If you are watching an event occurring, you are aware of time moving on in equal steps (as the hand of a stop watch moves round) A x/t or v/t graph displays something in terms that you can easily appreciate. Mostly, you do your measurements or calculations for equally spaced values of t. This is not actually necessary.
A x/v graph is less tangible and you may just have to start off accepting that it is 'right' (assuming that you have drawn it correctly). As @FactChecker says, drawing up a table from all your various values of t will get the numbers down so that you can use them. When you try to plot v against x you will not get your points in a nice regular spacing.
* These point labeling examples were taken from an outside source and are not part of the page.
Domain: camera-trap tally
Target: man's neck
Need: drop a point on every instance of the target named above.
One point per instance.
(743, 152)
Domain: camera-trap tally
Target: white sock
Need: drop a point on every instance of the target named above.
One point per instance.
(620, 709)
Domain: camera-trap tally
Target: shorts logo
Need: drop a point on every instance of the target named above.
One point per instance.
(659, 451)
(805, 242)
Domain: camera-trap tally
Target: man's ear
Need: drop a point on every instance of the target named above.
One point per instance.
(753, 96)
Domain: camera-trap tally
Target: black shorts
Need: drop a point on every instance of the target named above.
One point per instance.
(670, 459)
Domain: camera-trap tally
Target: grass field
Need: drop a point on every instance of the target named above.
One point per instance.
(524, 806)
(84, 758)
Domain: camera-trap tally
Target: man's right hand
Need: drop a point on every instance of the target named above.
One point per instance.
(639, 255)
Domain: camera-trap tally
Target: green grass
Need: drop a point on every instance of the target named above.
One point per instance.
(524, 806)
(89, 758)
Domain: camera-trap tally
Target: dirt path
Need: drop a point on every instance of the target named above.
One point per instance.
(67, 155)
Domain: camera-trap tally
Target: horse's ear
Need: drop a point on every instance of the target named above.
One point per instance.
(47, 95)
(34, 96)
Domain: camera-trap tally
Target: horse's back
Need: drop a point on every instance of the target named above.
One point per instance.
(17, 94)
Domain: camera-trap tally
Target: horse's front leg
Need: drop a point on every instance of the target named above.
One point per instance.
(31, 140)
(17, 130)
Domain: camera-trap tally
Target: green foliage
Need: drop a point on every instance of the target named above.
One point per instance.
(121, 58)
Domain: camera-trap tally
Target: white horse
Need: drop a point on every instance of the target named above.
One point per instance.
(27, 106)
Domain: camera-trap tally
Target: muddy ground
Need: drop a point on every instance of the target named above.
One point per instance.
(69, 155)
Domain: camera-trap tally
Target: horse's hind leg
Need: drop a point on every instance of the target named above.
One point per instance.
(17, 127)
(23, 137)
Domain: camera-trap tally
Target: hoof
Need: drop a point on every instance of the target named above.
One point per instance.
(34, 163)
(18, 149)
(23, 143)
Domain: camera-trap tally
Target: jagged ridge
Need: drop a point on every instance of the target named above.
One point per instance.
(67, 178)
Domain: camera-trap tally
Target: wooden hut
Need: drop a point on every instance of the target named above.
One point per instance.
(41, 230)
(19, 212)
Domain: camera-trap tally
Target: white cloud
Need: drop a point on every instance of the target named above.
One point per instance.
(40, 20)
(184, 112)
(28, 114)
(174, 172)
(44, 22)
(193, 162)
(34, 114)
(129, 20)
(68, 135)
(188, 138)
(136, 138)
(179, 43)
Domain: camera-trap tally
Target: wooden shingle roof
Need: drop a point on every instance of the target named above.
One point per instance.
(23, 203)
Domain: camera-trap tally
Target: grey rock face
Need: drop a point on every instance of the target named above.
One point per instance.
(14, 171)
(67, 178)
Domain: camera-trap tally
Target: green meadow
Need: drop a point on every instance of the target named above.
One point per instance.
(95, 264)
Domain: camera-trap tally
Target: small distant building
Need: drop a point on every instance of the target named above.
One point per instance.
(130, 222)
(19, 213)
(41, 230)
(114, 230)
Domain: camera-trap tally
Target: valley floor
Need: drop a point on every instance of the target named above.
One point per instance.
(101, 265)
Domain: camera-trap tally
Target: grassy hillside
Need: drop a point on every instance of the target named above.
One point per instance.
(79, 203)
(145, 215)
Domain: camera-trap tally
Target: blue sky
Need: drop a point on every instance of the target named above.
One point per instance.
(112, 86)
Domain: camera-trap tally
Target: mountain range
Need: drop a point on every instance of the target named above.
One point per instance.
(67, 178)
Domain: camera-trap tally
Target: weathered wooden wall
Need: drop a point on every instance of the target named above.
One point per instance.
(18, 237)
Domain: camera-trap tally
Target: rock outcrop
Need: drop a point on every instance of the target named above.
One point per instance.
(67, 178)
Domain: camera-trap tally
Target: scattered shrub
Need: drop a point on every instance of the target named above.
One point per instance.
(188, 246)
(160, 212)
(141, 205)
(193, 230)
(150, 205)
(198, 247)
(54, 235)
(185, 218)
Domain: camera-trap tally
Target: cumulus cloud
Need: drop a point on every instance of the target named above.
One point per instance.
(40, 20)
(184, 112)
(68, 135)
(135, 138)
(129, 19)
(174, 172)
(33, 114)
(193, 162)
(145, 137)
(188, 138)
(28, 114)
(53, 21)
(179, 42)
It doesn't matter. A smooth curve, drawn through those points is just as valid as drawing a smooth curve through a regularly spaced set of points. You can go to an x value and read off what the velocity will be at that place.

PS I remember I was marking a boy's homework and he had drawn a graph of results of a lab experiment. He had put all his dots along a straight diagonal line, on the corners of the 10mm graph paper squares and written the values of each variable (I can't remember what the variables were) on the X and Y axes. I asked him why he had done it that way and he said "My Mum told me to do it that way". Funny thing was that the graph actually had all the information about his experiment on it (all the data was there). It was just in a very indigestible form. You don't have that problem, Abhishek. You can draw the graph right and you can get information back off it.

 

[Abhishek332211]

I guess you really mean you have problems interpreting what graphs actually do for you. You cannot believe that what you are drawing is meaningful for the x/v graph. At School, you are so often told to plot a graph but far less often are you required to get information back off a graph - but that is what graphs are for.

If you are watching an event occurring, you are aware of time moving on in equal steps (as the hand of a stop watch moves round) A x/t or v/t graph displays something in terms that you can easily appreciate. Mostly, you do your measurements or calculations for equally spaced values of t. This is not actually necessary.
A x/v graph is less tangible and you may just have to start off accepting that it is 'right' (assuming that you have drawn it correctly). As @FactChecker says, drawing up a table from all your various values of t will get the numbers down so that you can use them. When you try to plot v against x you will not get your points in a nice regular spacing. It doesn't matter. A smooth curve, drawn through those points is just as valid as drawing a smooth curve through a regularly spaced set of points. You can go to an x value and read off what the velocity will be at that place.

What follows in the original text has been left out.